I wonder if he knew that the Cherokee Freedmen who where slaves at the time also walked the Trail?
The Black Cherokee who where made Cherokee Citizens after the Civil War are still facing problems.
Chad 2wife Smith called for their removal from the CNO Inc. and told them they could not Vote anymore in the CNO.
I find this hard to believe that Chad 2wife would do this.
Seems to me he upset many in the Old Cherokee Nation.
His Band the CNO Inc was started in 1975 but the 1839 Cherokee made them members.
Now we see that Chad has spent Millions to fight them and their right to Vote.
He also has been wasting Cherokee Federal Funds by playing the Stock market buying worthless stock in Global Energy Group which lost Multi Millions of Federal Feunds meant to hire Cherokees.

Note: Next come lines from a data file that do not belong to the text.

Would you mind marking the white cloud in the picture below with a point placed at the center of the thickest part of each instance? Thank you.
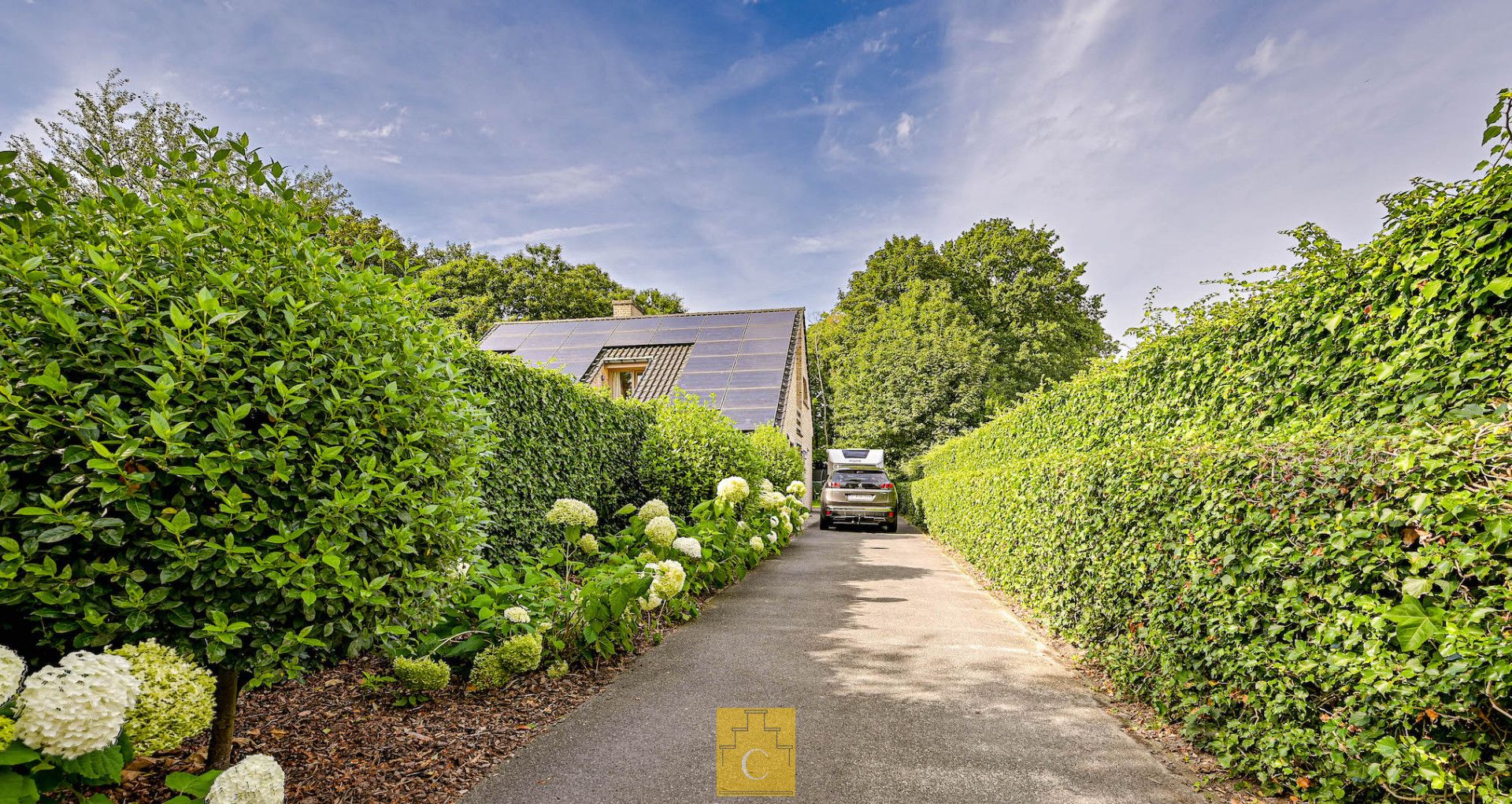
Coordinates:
(1272, 56)
(554, 235)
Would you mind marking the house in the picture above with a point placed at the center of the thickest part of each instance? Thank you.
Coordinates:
(747, 363)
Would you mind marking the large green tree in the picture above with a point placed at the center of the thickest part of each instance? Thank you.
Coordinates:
(1009, 295)
(475, 291)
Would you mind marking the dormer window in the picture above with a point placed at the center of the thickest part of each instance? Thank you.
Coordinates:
(622, 376)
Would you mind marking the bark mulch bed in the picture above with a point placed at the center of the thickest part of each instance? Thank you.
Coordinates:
(1137, 718)
(342, 744)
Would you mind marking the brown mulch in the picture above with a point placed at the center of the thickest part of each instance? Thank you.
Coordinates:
(340, 744)
(1140, 720)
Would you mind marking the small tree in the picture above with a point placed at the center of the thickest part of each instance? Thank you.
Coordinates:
(212, 431)
(780, 461)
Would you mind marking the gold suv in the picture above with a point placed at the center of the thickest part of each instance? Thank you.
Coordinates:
(859, 496)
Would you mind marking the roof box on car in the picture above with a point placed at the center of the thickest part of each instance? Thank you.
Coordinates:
(854, 457)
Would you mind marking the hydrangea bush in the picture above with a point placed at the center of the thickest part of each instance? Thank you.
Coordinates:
(176, 702)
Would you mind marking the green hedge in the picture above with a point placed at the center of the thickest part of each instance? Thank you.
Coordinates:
(563, 439)
(555, 439)
(690, 449)
(1284, 517)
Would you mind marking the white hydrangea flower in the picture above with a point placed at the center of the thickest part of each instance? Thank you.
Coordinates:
(77, 705)
(669, 578)
(13, 669)
(734, 490)
(254, 780)
(662, 531)
(570, 511)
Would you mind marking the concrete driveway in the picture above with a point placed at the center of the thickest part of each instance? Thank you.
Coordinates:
(910, 685)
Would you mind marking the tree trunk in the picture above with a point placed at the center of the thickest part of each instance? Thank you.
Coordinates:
(223, 729)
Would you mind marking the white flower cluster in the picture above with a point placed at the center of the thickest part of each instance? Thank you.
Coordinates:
(13, 669)
(254, 780)
(662, 531)
(570, 511)
(654, 508)
(688, 546)
(734, 490)
(77, 705)
(772, 501)
(669, 578)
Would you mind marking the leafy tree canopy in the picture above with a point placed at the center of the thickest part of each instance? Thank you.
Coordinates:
(892, 378)
(475, 291)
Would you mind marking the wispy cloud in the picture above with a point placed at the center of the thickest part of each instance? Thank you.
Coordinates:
(554, 235)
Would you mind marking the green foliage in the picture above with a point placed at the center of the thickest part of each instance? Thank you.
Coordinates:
(422, 674)
(688, 450)
(475, 291)
(555, 439)
(176, 702)
(921, 375)
(496, 665)
(212, 431)
(926, 343)
(780, 461)
(1284, 519)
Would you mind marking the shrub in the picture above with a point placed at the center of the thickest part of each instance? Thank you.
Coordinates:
(780, 461)
(555, 439)
(498, 664)
(422, 674)
(213, 432)
(1283, 521)
(176, 700)
(688, 449)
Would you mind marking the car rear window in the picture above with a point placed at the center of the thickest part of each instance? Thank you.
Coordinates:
(861, 476)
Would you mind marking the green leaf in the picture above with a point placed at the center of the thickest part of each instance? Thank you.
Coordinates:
(17, 754)
(1416, 623)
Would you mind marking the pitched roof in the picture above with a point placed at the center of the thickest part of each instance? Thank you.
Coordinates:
(738, 361)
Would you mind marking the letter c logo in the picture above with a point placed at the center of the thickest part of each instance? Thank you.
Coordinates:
(744, 769)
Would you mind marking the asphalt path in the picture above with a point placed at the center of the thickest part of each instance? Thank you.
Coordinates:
(910, 685)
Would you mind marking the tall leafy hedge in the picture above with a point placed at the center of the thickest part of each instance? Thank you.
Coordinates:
(690, 449)
(212, 431)
(555, 439)
(1284, 519)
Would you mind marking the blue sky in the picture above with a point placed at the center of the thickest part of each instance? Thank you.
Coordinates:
(754, 153)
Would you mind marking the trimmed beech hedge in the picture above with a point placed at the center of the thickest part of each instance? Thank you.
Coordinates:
(1284, 519)
(555, 439)
(561, 439)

These Federal Grants he uses to by up Company's everywhere except where A Cherokee can get A Job the last one in Colorado A IT company from Koera ?
His site the Cherokee Nation of Oklahoma has been shortned to Cherokee Nation.
Go there and try to watch A Council Meeting and you will find you can not even do that as he has shut off the News in the Cherokee Nation of Oklahoma because of the FBI and SEC Investigation of his misuse of Federal Funds.